Therapeutic Formulations
Product development process of therapeutic formulations is often complex or simple depending on the type of medicine and regulatory requirements. In general, all processes include the following steps:
- Concept
- Feasibility Research
- Clinical Research
- Development
- Proof of Concept
- Final Formulation
- Data Generation
- Regulatory Submissions
TGA classifies medicines within 3 main categories and the cost of development and regulatory approvals depends on what category the proposed product can be classified into.
Prescription Medicines
Prescription Medicines or Schedule 4 medicines generally requires complex drug development pathways, including human clinical studies or bioequivalence studies. We can assist with certain generic medicine development.

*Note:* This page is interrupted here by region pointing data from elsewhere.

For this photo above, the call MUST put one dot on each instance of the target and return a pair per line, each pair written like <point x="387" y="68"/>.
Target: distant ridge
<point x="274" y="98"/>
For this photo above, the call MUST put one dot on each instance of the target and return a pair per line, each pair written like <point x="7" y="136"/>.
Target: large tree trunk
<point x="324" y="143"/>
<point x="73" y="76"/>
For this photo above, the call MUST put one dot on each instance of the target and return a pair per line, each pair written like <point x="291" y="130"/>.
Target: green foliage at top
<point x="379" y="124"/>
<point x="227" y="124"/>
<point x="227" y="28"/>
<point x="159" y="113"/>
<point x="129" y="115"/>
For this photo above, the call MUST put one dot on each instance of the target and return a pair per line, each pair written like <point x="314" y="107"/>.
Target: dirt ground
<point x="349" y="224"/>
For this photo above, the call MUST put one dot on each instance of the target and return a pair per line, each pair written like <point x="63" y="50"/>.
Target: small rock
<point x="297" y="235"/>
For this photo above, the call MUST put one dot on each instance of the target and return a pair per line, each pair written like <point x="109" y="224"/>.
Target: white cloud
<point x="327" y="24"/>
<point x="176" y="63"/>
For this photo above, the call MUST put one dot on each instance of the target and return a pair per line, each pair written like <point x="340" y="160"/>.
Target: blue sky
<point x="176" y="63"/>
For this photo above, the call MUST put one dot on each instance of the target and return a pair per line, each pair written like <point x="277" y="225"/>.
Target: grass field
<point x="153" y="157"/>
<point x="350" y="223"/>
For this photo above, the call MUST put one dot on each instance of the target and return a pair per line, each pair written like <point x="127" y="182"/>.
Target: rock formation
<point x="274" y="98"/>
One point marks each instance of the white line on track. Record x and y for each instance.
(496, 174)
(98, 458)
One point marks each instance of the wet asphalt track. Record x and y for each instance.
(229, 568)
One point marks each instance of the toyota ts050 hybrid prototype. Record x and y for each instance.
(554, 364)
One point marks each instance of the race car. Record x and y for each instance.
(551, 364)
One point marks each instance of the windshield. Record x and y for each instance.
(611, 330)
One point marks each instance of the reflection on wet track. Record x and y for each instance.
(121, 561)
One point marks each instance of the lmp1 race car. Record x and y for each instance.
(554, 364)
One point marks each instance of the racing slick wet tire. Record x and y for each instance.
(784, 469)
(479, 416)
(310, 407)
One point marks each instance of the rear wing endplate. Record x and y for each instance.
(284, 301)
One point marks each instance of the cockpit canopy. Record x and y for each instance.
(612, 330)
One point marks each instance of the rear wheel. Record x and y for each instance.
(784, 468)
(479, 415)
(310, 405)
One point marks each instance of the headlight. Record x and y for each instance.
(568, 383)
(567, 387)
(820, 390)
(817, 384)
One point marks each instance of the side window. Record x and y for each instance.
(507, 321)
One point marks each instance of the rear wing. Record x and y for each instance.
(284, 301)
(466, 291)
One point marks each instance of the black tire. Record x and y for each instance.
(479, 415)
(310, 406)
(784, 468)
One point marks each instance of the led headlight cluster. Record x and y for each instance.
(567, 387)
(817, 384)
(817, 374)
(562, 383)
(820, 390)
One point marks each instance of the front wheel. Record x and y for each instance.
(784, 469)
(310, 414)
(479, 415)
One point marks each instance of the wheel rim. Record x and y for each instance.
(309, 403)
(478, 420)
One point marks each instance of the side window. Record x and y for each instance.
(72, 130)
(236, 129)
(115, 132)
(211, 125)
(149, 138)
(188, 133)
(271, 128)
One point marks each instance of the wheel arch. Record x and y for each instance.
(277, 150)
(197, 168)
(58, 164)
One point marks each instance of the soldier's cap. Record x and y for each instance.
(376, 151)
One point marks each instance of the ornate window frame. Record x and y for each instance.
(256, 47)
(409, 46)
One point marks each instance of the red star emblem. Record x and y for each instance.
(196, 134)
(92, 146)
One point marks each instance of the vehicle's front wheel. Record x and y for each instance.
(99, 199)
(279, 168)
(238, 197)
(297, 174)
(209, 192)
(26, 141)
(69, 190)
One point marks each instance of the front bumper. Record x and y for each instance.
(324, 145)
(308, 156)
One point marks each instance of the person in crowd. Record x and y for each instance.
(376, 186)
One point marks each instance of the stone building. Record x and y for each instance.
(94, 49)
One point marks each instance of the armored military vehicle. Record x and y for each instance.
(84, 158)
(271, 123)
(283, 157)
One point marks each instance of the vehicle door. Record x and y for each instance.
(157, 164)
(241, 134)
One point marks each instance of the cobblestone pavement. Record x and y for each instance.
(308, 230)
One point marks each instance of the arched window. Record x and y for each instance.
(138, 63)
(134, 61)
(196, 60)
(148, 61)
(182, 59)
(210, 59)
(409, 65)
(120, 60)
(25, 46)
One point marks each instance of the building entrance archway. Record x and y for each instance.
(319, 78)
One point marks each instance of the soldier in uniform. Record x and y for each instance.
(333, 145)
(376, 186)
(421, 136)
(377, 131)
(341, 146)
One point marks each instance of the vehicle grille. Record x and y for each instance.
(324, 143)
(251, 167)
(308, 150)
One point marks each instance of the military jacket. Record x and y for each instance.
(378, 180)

Over-the-counter Medicines (OTC)
Most of the generic medicines and pharmacy/retail products with a higher level of therapeutic claims will fall within this category. R2 Pharma Solutions can assist with formulation design, data generation and regulatory submission.
Listed Medicine (Complementary Medicines)
These are mostly supplements, traditional herbal medicines and other lower-level therapeutic indications. Sunscreens are also categorised within this pathway depending on various factors. This is also the least regulated pathway out of the three categories. R2 Pharma Solutions can assist with formulation development, required data generation and regulatory approvals.